Good intentions are fine but protracted, hierarchical and risk-averse decision-making, long lead times for equipment procurement, and overly restrictive training requirements for Ukrainian soldiers could easily defeat even the best of intentions in this rally to defend Ukraine.
Those with experience of Germany’s public administration cite the risk of bottlenecks in bureaucratic processes within institutions built on a “Prussian” model that encourages incrementalism and discourages risk-taking. Gigafactory Berlin-Brandenburg, Tesla’s first manufacturing location in Europe, was opened with much fanfare in March. What’s revealing is that the plant was almost completely built relying on a sequence of preliminary permits. “If you build it, they will eventually be forced to approve it,” apparently was Tesla’s operating principle. Despite the theoretical chance that final approval would not be granted, Tesla CEO Elon Musk and the local government in Brandenburg pushed ahead. To reduce business risks, fast-tracking the construction of floating LNG terminals in Germany’s North Sea may likewise require some kind of guarantee until final permissions are in place.
Such stories are familiar in Canada, too, another country where federalist power-sharing structures and bureaucratic habit favours steady, incremental change. Finding money is often not the problem for western leaders. The challenge is the inability of governments to act in a time of war. Political will and skill are needed to overcome these hurdles. It’s a question of leadership.

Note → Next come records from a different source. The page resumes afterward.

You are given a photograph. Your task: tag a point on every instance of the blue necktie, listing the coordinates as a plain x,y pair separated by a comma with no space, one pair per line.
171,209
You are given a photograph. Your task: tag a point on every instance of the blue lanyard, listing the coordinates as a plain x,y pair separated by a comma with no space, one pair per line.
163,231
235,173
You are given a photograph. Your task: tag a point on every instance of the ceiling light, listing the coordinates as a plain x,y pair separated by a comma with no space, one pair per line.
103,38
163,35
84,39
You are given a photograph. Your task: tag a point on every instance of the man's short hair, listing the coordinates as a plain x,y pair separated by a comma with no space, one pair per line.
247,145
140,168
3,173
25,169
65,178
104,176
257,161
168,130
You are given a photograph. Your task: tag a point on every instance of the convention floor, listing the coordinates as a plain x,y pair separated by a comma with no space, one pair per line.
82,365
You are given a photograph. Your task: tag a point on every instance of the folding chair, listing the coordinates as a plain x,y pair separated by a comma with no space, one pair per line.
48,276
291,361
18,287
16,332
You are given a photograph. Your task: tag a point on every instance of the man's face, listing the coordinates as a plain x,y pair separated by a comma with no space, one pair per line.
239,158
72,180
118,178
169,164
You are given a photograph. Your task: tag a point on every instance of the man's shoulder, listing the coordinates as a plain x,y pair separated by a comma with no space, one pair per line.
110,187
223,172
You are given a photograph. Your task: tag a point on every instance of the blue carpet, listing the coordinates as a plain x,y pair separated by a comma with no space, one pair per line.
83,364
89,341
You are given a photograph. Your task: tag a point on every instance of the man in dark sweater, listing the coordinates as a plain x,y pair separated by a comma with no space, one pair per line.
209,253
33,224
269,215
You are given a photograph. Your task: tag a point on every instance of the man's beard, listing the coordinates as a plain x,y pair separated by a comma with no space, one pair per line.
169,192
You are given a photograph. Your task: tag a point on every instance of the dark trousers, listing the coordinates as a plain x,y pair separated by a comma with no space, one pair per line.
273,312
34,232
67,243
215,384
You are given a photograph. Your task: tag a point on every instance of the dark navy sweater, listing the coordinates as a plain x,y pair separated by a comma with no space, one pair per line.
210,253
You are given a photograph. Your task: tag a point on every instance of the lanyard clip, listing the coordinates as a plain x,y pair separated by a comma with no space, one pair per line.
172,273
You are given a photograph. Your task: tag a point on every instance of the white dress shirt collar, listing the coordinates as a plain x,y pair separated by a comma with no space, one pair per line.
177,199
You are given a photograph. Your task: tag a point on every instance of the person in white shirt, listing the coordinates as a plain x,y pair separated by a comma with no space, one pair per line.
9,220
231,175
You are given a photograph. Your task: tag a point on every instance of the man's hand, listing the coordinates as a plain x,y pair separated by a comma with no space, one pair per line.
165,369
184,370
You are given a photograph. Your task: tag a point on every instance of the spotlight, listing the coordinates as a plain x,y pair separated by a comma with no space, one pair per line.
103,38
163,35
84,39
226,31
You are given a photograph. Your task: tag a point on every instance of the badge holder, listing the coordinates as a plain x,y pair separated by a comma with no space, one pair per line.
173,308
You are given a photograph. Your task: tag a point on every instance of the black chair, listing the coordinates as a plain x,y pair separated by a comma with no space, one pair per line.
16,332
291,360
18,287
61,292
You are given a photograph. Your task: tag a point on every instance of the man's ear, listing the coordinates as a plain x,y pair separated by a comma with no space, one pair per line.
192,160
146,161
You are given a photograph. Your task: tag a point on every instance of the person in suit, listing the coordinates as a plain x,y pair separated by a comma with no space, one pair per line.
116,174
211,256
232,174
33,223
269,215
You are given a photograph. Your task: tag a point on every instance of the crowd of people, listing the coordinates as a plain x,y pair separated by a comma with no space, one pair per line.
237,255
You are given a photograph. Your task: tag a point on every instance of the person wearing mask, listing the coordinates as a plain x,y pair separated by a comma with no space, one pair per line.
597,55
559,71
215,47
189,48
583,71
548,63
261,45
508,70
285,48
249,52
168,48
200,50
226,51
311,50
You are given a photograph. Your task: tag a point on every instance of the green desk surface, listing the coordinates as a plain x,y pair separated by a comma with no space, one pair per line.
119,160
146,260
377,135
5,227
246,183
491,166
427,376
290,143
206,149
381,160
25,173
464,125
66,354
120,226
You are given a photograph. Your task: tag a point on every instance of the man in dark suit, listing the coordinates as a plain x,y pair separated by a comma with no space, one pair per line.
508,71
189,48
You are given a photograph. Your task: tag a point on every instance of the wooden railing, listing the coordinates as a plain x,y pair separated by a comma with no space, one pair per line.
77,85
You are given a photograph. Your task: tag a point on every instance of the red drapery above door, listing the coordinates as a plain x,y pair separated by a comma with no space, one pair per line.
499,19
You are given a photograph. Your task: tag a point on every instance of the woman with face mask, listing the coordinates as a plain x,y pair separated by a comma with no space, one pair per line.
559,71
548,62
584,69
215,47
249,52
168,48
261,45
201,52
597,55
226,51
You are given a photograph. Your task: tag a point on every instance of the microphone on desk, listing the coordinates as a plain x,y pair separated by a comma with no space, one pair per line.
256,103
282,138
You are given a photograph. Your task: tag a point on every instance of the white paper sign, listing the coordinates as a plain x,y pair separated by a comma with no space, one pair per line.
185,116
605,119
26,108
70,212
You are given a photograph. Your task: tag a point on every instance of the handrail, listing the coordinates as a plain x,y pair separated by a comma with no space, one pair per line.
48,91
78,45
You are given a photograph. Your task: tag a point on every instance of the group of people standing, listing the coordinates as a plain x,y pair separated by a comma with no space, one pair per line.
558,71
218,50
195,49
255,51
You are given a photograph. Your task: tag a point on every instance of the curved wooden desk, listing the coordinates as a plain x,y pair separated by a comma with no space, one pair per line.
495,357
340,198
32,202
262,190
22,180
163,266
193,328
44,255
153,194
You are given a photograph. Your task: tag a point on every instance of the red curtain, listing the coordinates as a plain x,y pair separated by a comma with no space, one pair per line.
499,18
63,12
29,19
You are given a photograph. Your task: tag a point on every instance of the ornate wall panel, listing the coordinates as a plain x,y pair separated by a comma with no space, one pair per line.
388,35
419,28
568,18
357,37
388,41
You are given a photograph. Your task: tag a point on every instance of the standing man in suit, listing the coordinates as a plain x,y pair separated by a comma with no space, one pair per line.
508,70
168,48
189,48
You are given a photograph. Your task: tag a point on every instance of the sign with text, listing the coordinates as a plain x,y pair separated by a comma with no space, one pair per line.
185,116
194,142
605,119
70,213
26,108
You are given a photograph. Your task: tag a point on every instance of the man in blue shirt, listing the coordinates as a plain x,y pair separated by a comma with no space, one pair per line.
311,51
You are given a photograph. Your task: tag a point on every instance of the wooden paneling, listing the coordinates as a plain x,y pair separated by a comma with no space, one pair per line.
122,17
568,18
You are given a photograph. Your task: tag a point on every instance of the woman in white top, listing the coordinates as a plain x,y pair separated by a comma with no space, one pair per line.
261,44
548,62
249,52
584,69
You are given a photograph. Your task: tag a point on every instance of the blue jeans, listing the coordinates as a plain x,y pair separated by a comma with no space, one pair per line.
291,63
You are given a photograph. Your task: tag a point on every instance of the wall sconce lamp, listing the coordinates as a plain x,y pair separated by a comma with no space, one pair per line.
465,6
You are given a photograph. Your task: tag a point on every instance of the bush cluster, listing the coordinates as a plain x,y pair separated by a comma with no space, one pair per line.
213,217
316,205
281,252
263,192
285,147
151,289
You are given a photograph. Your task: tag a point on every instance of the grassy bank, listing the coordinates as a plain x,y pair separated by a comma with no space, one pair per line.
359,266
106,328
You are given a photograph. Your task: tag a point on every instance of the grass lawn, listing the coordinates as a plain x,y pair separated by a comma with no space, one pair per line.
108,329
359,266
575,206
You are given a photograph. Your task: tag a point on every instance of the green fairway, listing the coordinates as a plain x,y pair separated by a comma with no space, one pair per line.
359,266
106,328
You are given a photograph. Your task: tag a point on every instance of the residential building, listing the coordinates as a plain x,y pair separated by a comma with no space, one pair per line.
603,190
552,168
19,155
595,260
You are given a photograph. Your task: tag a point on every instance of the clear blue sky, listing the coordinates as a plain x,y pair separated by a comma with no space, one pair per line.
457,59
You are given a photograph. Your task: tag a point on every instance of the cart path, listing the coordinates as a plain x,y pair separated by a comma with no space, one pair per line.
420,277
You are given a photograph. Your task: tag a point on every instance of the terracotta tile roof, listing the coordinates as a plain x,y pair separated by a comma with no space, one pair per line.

Anyone needing a lesson in how to lead in times of duress would be hard-pressed to find a better role model than Ukraine’s President Volodymyr Zelenskyy. In the face of crushing constraints, Zelenskyy and his band of civilian warriors are using modern technology, including their country’s mobile network, to keep ahead of the Russian army and deploy agile, real-time tactics in the fog of war. Zelenskyy’s call to action both implores and empowers individual Ukrainians to fight this battle: "Don’t do what I ask because I’m president", says Zelenskyy, "do it because you are Ukrainian".
Zelenskyy understands the Russians’ playbook and so far has figured out how to beat them at their own game — though the Russians now show ominous signs of adapting. Something similar happened in Estonia when that small country was abandoned by Russia and stuck with unreliable and horribly expensive Soviet infrastructure. In response to a desperate need to communicate affordably with the outside world, two Estonian innovators dared to break the Soviet-style command-and-control leadership paradigm, didn’t ask for permission from government leaders and, through trial-and-error innovation, created “voice-over-internet protocols” (a precursor to Skype).
The question for politicians in Germany and Canada is how to fire up their public services to mobilize highly-motivated, highly-qualified, enterprising leaders. It’s not as if either country suffers from a lack of tech-savvy young leaders, comfortable working from a coffee shop’s wi-fi and keen on making a difference in public service.
Elon Musk, the architect of arguably the most enterprising businesses on (and off) the planet, has made it clear to job applicants: "If your brain is polluted with business-speak from the colleges of higher learning, do not apply". Musk is looking for ambitious talent that aims high and isn’t constrained by rigid ways of thinking. This is precisely the kind of leadership Ukraine needs from its allies.